英語が話せない最初の、そして最大の障害は、「主語」の問題である。日本語には「主語」がない。ところが、英語はまず、先頭に「主語」がある。だから、たとえば最初にまず「I」という主語を口にする。
「I」を主語として立てたときは、続いて、自分の気持を思い切って言い切る。この「言い切る」という決断が大切である。ここまで、一気に坂を駆け上がる。
<私は、好きです>(I like)(I am found of) <私は、嫌いです>(I hate) <私は、望んでいます>(I want) <私は、忙しいのです>(I am busy) <私は、手に入れます>(I get) <私は、与えます>(I give) <私は、します>(I do) <私は、言います>(I tell)
この「SV」の呼吸が身に着けば、英語を話すことは心理的に楽になる。私の実感からすると、これで日本語の壁は8割かた克服できる。
(3) あとは、「V」を「相手の立場に立って」説明する。
この「相手の立場に立って説明」ということが、3番目のポイントになる。英語は主語を中心とした自己中心性の高い言語のように見えるが、それは見せかけである。普遍言語の立場から見れば、英語もまたコミュニケーションのツールであることにかわりがない。
<私は、好きです>
と言われれば、相手は「何が好きなの?」という疑問が浮かぶ。だから、この答えをそのあとに続ける。
<私は、好きです。勉強するのが>
I like to study.
ところで、この文は、さらに説明が必要かもしれない。「勉強する」という動詞が、「何を」という問いを誘発するからだ。そこで、次にこれの説明を継ぎ足す。これで、英文が完成する。
I like to study English.
I / \to study English. −−− −−−−−−− like
<私は、忙しいのです>
と言いわれれば、相手は「どうして?」という疑問が浮かぶだろう。この答えをあとに続ける。たとえば英語の勉強で忙しいのなら、こう続ければよい。
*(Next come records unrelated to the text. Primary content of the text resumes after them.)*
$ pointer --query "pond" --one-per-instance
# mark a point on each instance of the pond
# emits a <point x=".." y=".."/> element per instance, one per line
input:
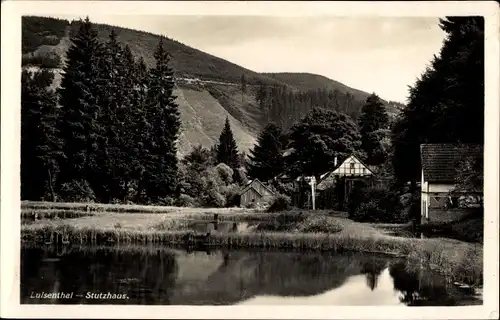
<point x="147" y="275"/>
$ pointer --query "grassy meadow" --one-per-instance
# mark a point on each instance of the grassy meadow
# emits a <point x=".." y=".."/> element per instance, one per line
<point x="124" y="225"/>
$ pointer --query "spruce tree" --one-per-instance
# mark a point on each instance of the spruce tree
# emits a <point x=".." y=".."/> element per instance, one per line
<point x="318" y="138"/>
<point x="372" y="123"/>
<point x="227" y="151"/>
<point x="79" y="98"/>
<point x="162" y="129"/>
<point x="266" y="158"/>
<point x="112" y="153"/>
<point x="40" y="142"/>
<point x="446" y="103"/>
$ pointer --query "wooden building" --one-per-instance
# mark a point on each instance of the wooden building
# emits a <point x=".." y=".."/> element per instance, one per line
<point x="340" y="180"/>
<point x="255" y="192"/>
<point x="439" y="200"/>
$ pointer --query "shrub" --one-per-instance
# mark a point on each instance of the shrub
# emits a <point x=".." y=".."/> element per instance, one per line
<point x="49" y="60"/>
<point x="77" y="191"/>
<point x="186" y="201"/>
<point x="287" y="221"/>
<point x="232" y="195"/>
<point x="279" y="202"/>
<point x="322" y="224"/>
<point x="375" y="205"/>
<point x="225" y="173"/>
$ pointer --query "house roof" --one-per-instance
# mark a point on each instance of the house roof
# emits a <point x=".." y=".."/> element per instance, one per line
<point x="328" y="173"/>
<point x="250" y="186"/>
<point x="440" y="161"/>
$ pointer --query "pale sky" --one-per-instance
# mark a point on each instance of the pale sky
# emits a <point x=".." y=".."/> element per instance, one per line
<point x="374" y="54"/>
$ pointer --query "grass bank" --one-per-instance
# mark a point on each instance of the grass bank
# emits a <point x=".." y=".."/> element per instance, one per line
<point x="459" y="260"/>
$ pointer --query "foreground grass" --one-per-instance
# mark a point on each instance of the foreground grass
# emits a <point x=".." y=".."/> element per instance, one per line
<point x="459" y="260"/>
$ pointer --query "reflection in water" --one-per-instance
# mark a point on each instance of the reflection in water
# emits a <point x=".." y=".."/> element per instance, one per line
<point x="154" y="275"/>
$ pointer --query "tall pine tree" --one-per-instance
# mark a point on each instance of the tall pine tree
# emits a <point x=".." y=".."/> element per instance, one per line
<point x="40" y="142"/>
<point x="446" y="104"/>
<point x="227" y="151"/>
<point x="373" y="124"/>
<point x="317" y="139"/>
<point x="79" y="98"/>
<point x="266" y="158"/>
<point x="162" y="129"/>
<point x="112" y="153"/>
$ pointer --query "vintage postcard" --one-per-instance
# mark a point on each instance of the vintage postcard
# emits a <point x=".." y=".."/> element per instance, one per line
<point x="250" y="159"/>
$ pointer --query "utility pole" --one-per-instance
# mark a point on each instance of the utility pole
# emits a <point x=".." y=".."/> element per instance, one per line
<point x="313" y="189"/>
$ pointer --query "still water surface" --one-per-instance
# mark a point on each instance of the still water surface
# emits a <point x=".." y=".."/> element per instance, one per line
<point x="164" y="276"/>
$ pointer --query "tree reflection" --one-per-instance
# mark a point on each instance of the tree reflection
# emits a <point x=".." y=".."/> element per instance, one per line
<point x="372" y="268"/>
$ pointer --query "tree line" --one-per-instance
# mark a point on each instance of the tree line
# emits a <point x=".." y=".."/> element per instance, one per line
<point x="108" y="133"/>
<point x="284" y="106"/>
<point x="446" y="103"/>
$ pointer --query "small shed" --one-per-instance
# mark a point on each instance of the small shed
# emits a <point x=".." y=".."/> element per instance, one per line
<point x="255" y="192"/>
<point x="439" y="172"/>
<point x="351" y="167"/>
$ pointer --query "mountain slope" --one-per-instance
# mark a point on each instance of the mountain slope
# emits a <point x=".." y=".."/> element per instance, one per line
<point x="308" y="81"/>
<point x="203" y="107"/>
<point x="203" y="118"/>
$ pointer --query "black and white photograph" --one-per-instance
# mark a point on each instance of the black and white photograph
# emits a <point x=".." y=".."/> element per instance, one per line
<point x="251" y="160"/>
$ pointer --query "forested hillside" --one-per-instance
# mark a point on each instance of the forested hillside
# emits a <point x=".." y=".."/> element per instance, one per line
<point x="46" y="40"/>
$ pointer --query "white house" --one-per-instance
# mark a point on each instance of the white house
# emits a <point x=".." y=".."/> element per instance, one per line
<point x="439" y="171"/>
<point x="351" y="167"/>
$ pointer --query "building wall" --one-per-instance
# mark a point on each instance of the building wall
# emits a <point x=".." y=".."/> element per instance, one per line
<point x="257" y="193"/>
<point x="352" y="166"/>
<point x="437" y="215"/>
<point x="434" y="201"/>
<point x="250" y="196"/>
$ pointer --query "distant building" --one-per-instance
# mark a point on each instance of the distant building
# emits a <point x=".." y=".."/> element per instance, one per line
<point x="352" y="169"/>
<point x="255" y="192"/>
<point x="439" y="172"/>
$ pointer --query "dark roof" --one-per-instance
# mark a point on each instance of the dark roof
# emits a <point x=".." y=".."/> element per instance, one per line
<point x="440" y="161"/>
<point x="250" y="186"/>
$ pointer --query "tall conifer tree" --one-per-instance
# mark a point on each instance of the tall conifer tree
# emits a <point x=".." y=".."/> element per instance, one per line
<point x="79" y="97"/>
<point x="162" y="129"/>
<point x="266" y="158"/>
<point x="227" y="150"/>
<point x="372" y="123"/>
<point x="40" y="142"/>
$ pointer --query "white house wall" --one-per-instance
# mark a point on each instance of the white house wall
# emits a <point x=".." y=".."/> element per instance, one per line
<point x="352" y="166"/>
<point x="440" y="187"/>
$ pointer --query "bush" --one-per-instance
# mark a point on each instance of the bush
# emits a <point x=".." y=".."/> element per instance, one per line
<point x="376" y="205"/>
<point x="279" y="202"/>
<point x="225" y="173"/>
<point x="49" y="60"/>
<point x="77" y="191"/>
<point x="284" y="222"/>
<point x="232" y="195"/>
<point x="186" y="201"/>
<point x="322" y="224"/>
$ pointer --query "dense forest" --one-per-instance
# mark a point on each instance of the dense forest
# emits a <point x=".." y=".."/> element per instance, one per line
<point x="109" y="133"/>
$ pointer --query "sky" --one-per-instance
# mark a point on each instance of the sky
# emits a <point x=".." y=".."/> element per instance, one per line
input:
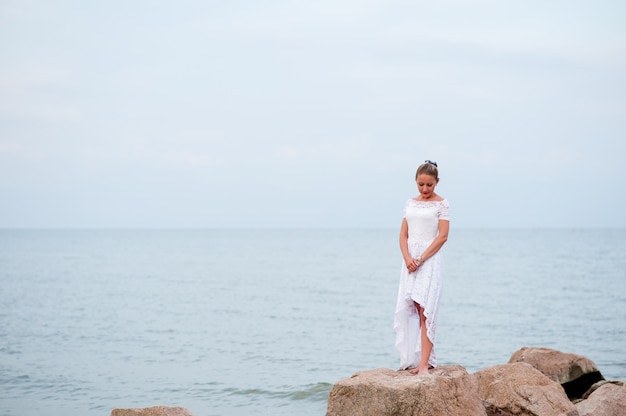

I am busy studying. English
<私は、望んでいます>
と言われれば、「誰に」「何を」という内容が知りたくなるだろう。そこで、たとえば次のように続ければよい。
I want you to study hard.
大切なことは、「動詞」が問いを誘発しているということである。SVと続ければ、この「動詞力」によって、文章が自然に完成される。動詞が文章そのものの「枠組み」を提供しているわけだ。
ここで、大切なポイントをもう一つ加えよう。
(4)英語は説明するための言葉後ろに置く。
「説明する」ということは、つまり「情報の穴を埋める」ということだ。たとえば、「私は」を説明するのが、「好きだ」である。そして、「好きだ」を説明するのが「勉強すること」であり、これの「何を」という穴は「英語」で埋められる。
情報の穴を埋める言葉を、後ろに並べればよいのだから、これは慣れれば楽である。
I like you to study English with me today in my house.
このように、動詞によって喚起された「情報の穴」を埋める言葉を、いくらでも後ろに続けることができる。そしてこれだけの呼吸を覚えるだけで、英語を話すことが、とても自然なことのように感じられる。
(1)〜(4)によって形作られる英文は、とても合理的なシステムではないだろうか。そして私たちがこれを「合理的」と感じたとき、英語が普遍言語システムの上で機能する言語として、私たちの心の中で「ファイナライズ」される。まだ他にもポイントがないわけではないが、これについては改めて書くことにしよう。